Prove every convex set in $\mathbb{R}^k$ is connected.

Question

I have looked up solutions to this when it was asked in Rudin, but the solutions don't really make sense to me, because they use a previous question that Rudin asked as part of the solution. I just want to prove this theorem on its own through connectedness.

The outline of my proof is: if we assume that set E is separated by two sets $A$ and $B$, we let $x\in A$ and $y \in B$. So because it's convex, $\lambda x + (1-\lambda) y \in E$ when $x\in E$, $y \in E$, and $0 < \lambda < 1$. So the set (0,1) is connected in $\mathbb{R}^1$. I'm not really sure where to go from here.

Answer 1

Each two points $x,y$ of a convex set are connected via the path $\alpha x+(1-\alpha)y$.

Answer 2

The way I found makes use of the properties of continuous functions and connected sets.

I assume we're aiming for a contradiction in this.
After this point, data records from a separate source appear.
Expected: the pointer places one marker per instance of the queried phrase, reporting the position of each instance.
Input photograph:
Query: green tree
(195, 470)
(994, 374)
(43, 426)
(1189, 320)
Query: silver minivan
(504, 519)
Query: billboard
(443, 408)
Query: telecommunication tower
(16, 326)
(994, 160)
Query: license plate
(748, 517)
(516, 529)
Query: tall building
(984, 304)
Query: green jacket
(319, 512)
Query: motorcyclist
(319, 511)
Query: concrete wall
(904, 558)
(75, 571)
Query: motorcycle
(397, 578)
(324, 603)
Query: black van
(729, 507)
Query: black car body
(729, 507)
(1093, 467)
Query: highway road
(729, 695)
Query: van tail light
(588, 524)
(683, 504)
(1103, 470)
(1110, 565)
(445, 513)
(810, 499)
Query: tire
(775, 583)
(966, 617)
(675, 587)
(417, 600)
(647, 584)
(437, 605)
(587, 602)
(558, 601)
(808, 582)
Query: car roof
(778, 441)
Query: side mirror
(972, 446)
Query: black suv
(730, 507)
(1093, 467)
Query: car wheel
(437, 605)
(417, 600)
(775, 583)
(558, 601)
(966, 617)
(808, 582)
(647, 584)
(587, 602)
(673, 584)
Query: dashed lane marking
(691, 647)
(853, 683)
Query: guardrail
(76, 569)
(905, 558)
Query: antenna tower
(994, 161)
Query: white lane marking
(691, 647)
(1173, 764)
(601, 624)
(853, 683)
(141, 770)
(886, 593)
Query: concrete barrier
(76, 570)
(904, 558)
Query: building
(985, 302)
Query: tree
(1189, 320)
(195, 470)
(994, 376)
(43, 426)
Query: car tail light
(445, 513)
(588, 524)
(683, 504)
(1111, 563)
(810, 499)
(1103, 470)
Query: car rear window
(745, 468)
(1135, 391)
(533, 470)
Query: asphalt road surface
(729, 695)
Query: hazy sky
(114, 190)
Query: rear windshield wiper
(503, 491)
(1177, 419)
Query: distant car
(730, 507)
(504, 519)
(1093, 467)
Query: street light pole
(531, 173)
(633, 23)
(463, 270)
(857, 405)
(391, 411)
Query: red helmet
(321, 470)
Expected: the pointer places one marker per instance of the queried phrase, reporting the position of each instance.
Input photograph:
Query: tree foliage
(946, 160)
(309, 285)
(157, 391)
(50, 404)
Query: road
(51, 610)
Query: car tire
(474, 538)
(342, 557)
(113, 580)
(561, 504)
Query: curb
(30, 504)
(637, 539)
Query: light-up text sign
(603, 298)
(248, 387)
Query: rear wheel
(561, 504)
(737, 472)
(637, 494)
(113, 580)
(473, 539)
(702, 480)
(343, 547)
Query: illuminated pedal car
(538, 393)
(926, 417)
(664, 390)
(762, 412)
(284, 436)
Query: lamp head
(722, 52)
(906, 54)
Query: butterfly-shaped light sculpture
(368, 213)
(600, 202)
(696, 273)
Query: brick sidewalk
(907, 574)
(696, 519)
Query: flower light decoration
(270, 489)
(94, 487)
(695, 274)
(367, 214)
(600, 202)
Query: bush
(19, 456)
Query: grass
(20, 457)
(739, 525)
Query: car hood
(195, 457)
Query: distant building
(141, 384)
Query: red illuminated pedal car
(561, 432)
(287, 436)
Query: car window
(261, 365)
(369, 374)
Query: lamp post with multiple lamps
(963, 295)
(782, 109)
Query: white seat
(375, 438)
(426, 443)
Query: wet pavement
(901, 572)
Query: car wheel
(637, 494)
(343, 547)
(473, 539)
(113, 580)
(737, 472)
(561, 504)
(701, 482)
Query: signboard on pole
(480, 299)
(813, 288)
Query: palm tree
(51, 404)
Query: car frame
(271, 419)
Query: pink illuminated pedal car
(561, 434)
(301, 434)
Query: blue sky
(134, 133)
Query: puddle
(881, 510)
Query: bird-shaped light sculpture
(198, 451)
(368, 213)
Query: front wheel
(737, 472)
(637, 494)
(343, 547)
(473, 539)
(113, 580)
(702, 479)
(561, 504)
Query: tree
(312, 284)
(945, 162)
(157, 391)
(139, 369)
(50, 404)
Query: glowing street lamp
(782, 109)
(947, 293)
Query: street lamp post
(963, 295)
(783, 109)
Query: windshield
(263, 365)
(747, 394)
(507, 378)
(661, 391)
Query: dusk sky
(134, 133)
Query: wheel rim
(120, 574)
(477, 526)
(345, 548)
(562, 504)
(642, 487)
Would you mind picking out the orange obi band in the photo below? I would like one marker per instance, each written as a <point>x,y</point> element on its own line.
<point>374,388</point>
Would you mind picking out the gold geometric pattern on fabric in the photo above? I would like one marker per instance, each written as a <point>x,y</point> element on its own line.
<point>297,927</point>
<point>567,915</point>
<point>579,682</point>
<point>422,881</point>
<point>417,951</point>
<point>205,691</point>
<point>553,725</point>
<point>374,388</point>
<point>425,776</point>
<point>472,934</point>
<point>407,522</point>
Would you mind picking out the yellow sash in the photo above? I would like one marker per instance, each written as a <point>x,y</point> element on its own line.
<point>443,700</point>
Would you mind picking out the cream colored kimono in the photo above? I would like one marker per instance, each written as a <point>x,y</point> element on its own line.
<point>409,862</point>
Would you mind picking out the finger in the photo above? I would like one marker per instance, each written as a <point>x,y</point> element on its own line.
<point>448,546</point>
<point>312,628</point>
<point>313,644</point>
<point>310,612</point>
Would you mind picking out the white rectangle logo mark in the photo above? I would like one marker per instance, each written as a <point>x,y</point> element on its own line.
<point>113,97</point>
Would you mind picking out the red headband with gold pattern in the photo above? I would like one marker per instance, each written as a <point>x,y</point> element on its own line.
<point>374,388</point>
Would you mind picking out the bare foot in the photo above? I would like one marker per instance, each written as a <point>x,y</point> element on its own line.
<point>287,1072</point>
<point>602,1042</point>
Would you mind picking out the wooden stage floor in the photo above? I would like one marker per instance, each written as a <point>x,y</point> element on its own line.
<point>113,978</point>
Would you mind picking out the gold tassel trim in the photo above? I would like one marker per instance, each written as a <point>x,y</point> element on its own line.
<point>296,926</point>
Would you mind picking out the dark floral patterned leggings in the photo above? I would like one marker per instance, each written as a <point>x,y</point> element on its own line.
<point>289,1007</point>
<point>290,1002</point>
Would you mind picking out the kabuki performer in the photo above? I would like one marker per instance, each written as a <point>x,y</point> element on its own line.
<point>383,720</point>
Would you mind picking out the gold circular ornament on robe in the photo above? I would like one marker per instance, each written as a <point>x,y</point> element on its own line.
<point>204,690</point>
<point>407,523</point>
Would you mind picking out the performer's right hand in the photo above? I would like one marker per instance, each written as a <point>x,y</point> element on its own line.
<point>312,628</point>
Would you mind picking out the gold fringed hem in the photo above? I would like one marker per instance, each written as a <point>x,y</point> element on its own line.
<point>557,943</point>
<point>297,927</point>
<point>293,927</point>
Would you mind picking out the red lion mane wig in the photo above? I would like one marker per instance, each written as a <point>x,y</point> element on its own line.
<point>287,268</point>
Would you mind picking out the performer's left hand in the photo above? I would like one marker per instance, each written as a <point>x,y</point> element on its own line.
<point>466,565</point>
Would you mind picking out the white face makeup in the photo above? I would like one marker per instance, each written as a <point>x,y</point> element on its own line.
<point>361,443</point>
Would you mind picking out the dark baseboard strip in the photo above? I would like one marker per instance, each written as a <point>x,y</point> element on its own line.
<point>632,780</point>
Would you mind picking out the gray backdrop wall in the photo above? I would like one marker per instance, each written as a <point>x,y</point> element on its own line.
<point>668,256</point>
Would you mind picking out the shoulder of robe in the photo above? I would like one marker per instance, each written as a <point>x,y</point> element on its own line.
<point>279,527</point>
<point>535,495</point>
So we suppose the set $E$ is convex and yet not connected, and so equals the union of two disjoint, non-empty open sets $A$ and $B$. Since $E$ is convex, for any $x \in A$, $y \in B$, there exists a mapping $f$ such that \begin{align*} f(\lambda) = \lambda x + (1-\lambda) y \end{align*} for all $\lambda \in (0,1)$. This mapping is continuous and one-to-one, hence its image, which I'll call $P$ for "path", is both connected and open since $(0,1)$ is both connected and open.

Since $A$ and $B$ are disjoint, it follows $P \cap A$ and $P \cap B$ are also disjoint. $P \cap A$ and $P \cap B$ are non-empty because $x$ and $y$ are taken from open sets and so therefore have a "buffer zone" of points around them which $P$ will have to intersect. They are also open sets since $P$ is open and so are $A$ and $B$. Hence $P \cap A$ and $P \cap B$ are two disjoint, non-empty open sets whose union is $P$. Therefore $P$ must be disconnected which contradicts our earlier deduction that it is connected since it is a continuous image of a connected set.